Dem möglichen Einwand, dass eine solche Modell, die unserem wissenschaftlichen Mainstream-Denken nicht entspricht, ja wohl keine Rezension wert sei, lässt sich Folgendes entgegnen: Auch die Hypnotherapie von Milton Erickson arbeitet mit eigentümlichen Sprachmustern, wird von vielen Experten sehr geschätzt und ist zudem eine der Quellen, aus der heraus das lösungsorientierte Arbeiten entwickelt wurde. Zudem kann es als fraglich betrachtet werden, ob sich die westliche Welt der Erforschung spiritueller Konzepte, wie dem der Essenz, noch lange verschließen kann? In anderen Regionen (z. B. in weiten Teilen Asiens) sind derartige Modelle bereits seit langer Zeit fest in den wissenschaftlichen Kontext eingebunden und nicht wegzudiskutierende Bestandteile des Menschenbildes.

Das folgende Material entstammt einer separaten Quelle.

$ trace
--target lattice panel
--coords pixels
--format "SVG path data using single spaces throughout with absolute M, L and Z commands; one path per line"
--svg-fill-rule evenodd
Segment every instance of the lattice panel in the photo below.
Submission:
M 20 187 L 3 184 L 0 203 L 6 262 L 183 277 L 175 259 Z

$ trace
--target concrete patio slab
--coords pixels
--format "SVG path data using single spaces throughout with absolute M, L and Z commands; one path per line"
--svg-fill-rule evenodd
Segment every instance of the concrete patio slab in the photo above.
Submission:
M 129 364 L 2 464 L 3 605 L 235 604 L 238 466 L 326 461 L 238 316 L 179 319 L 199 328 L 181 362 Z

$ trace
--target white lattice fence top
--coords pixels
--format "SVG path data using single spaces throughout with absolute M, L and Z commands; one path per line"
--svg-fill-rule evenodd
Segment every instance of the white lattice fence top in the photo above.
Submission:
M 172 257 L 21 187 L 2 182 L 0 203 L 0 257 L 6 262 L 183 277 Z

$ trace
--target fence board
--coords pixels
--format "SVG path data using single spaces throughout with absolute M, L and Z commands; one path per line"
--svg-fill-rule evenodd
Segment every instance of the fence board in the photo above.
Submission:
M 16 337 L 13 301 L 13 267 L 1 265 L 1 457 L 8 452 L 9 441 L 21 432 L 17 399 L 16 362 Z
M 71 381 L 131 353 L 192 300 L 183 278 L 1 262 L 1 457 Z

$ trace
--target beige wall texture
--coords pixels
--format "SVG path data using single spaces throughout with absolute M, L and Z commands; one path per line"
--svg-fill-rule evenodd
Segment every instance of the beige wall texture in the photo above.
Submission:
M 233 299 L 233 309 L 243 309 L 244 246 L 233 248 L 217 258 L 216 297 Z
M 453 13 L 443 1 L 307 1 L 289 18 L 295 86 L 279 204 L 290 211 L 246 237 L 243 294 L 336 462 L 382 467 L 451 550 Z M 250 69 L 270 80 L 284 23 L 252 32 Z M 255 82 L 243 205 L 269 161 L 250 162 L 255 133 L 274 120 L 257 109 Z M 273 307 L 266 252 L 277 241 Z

Auf die sich mir aufdrängende Frage, wie es durch die Arbeit mit einfachen Sätzen (bzw. durch das Wirken dieser) zu einer Reaktivierung der Essenz (bzw. zu einer wieder frei fließenden Energie) komme, erhielt ich von Dr. Lammers folgende Antwort: „Ich habe da keine Idee, weil dieser Mechanismus das [gängige] Weltbild sprengt. Die aktuelle Wissenschaft ist deterministisch, reduktionistisch und materialistisch, und die Logosynthese ist genau das Gegenteil. Deshalb versuche ich das Ganze mithilfe von Energiemetaphern zu vermitteln. Ich habe aber nicht die Illusion, dass mein Buch die vorherrschenden Paradigmata so weit auf den Kopf stellen kann, dass es irgendjemanden zu meiner Weltsicht bekehren könnte. Das Buch ist gedacht für die zunehmende Zahl derjenigen, die mit dem orthodox-religiösen Charakter des wissenschaftlichen Mainstreams nicht viel anfangen können.“

Alles in allem kann ich sagen, dass ich durch das Lesen dazu angeregt wurde, mich weiterhin mit alternativen Ansätzen zu befassen. Obwohl ich es auch künftig so halten werde, bevorzugt mit Methoden zu arbeiten, deren Wirkmechanismus für mich nachvollziehbar und erklärbar ist, kann ich dieses Buch jedem zur Erweiterung des eigenen Horizonts empfehlen. Es ist inspirierend und interessant geschrieben. Zudem habe ich großen Respekt vor dem Mut, der dazu gehört, sich mit eigenen Ideen über gängige Lehrmeinungen hinwegzusetzen. Die angenehm selbstkritischen Hinterfragungen und die vielen Fallbeispiele haben mich davon überzeugt, dass Herr Dr. Lammers ein ausgezeichneter Psychotherapeut ist, dem das Wohl seiner Klienten am Herzen liegt.

Willem Lammers. Logosynthese. Mit Worten heilen. Praxisbuch für Beratung, Coaching und Psychotherapie. VAK Verlags GmbH (2014).